TCM
UoC crest

Python in TCM

Python is a remarkably useful programming language, and also a remarkably frustrating one.

One set of frustrations arises from the language itself. It is easy to write code in python. But it is also easy to write very slow, inefficient code accidentally, and it is easy to write code which almost no-one else will ever understand. And python's use of a Global Interpreter Lock makes writing threaded code unusually hard. Of course, other languages are imperfect too.

The other set comes from the reliance of most python scripts on non-standard modules. The core python language contains a number of standard modules in its "standard library": math, random, statistics, urllib, datetime, re, zlib, os, sys, shutil and glob to name a few. But most scripts rely on modules outside of this core collection.

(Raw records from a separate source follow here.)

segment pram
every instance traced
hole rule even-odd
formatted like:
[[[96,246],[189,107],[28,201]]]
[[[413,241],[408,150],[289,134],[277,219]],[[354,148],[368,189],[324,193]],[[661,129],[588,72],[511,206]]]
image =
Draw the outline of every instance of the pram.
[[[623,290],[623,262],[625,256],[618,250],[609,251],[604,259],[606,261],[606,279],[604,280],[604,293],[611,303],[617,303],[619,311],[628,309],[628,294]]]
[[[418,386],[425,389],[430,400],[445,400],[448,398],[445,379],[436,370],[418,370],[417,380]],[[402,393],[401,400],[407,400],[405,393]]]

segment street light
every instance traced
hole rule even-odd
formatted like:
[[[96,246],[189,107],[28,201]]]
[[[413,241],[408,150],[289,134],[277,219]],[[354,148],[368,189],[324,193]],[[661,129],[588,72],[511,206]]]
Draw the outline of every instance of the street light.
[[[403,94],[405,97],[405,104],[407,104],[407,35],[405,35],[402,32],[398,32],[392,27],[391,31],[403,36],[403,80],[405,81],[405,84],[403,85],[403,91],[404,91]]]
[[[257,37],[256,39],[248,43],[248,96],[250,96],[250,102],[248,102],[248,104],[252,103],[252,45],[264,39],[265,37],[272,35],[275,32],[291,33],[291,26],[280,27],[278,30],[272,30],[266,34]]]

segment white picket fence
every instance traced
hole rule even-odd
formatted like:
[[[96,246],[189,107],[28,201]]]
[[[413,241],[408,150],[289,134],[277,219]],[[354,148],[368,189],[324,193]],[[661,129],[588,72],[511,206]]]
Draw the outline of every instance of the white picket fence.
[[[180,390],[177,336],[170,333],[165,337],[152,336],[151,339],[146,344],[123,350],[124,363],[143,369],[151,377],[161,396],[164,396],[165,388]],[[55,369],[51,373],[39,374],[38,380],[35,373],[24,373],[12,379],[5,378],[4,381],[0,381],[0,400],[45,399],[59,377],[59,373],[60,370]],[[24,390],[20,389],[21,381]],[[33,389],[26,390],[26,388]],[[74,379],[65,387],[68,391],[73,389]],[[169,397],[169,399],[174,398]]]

This means that a python script will run only in an environment which can provide all of the extra modules that it needs, and which can provide sufficiently-recent versions of those modules. Given that many python modules evolve rapidly, both gaining new features and removing old features, this can cause difficulties. Often one needs access to an old version of a module for a particular script, whereas a different script requires a newer version. And whilst sensible people try to avoid dependencies in their scripts which might cause trouble, one can find oneself collaborating with people who are not sensible.

TCM provides whatever python is provided by the Linux distribution it is using. To this it adds a modest number of modules as provided by that distribution. Currently the list includes ase, matplotlib, networkx, numba, numpy, pandas, scipy, h5py and sklearn. In total we currently have over 160 python3 packages installed on our Ubuntu 20.04 machines, which is almost exactly 5% of the number which Ubuntu offers!

This is sufficient to run many, many python scripts, but what are the alternatives if it is not?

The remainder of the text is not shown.